Cisco Data Intelligence Platform Solution Overview

Available Languages

Download Options

  • PDF
    (1.2 MB)
    View with Adobe Reader on a variety of devices
Updated:May 25, 2023

Bias-Free Language

The documentation set for this product strives to use bias-free language. For the purposes of this documentation set, bias-free is defined as language that does not imply discrimination based on age, disability, gender, racial identity, ethnic identity, sexual orientation, socioeconomic status, and intersectionality. Exceptions may be present in the documentation due to language that is hardcoded in the user interfaces of the product software, language used based on RFP documentation, or language that is used by a referenced third-party product. Learn more about how Cisco is using Inclusive Language.

Available Languages

Download Options

  • PDF
    (1.2 MB)
    View with Adobe Reader on a variety of devices
Updated:May 25, 2023
 

 

Modernizing your data lake in the evolving landscape

In today's digital world, decision making driven by data is quickly becoming the norm. With the accessibility of various toolsets for data collection and analysis, businesses of all sizes can take advantage and drive innovation or define new areas of products or services. Data can be overwhelming when you reach "big data" proportions, making it difficult to glean meaningful insights from it.

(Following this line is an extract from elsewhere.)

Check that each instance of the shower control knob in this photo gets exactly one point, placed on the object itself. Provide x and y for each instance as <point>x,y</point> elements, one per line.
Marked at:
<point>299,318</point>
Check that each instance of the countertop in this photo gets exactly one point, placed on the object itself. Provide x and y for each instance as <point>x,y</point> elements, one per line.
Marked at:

Data science, artificial intelligence, and machine learning can lead to the identification of trends, the evaluation of existing programs and the understanding of customer behavior. Leveraging the large and complex data sets ultimately allows adopters to lower costs through better predictions and automation. Implementation of supervised or unsupervised Artificial Intelligence (AI) and Machine Learning (ML) to automate complex problems and analytical tasks from research to production has brought a new set of challenges for enterprises and IT organizations.

The next generation of distributed systems for big data and analytics needs to address data silos between different tiers such as data lakes, data warehouses, AI/compute, and object storage. It is imperative to develop and deploy an end-to-end platform to ingest data, sustain healthy and iterative data pipelines between storage devices and computing devices (CPU, GPU, and FPGA), reduce network bandwidth, and achieve overall low latency for parallel data processing and maintain ML models spanning across multiple use cases.

Cisco® Data Intelligence Platform (CDIP) is a thoughtfully designed private cloud for data-lake requirements, supporting data-intensive workloads with Cloudera Data Platform Private Cloud Base, and compute-intensive (AI/ML) workloads with Cloudera Data Platform Private Cloud Data Services while also providing storage con-solidation with Apache Ozone on Cisco UCS® infrastructure fully managed through Cisco Intersight. Cisco Intersight simplifies management and moves management of servers from the network into the cloud.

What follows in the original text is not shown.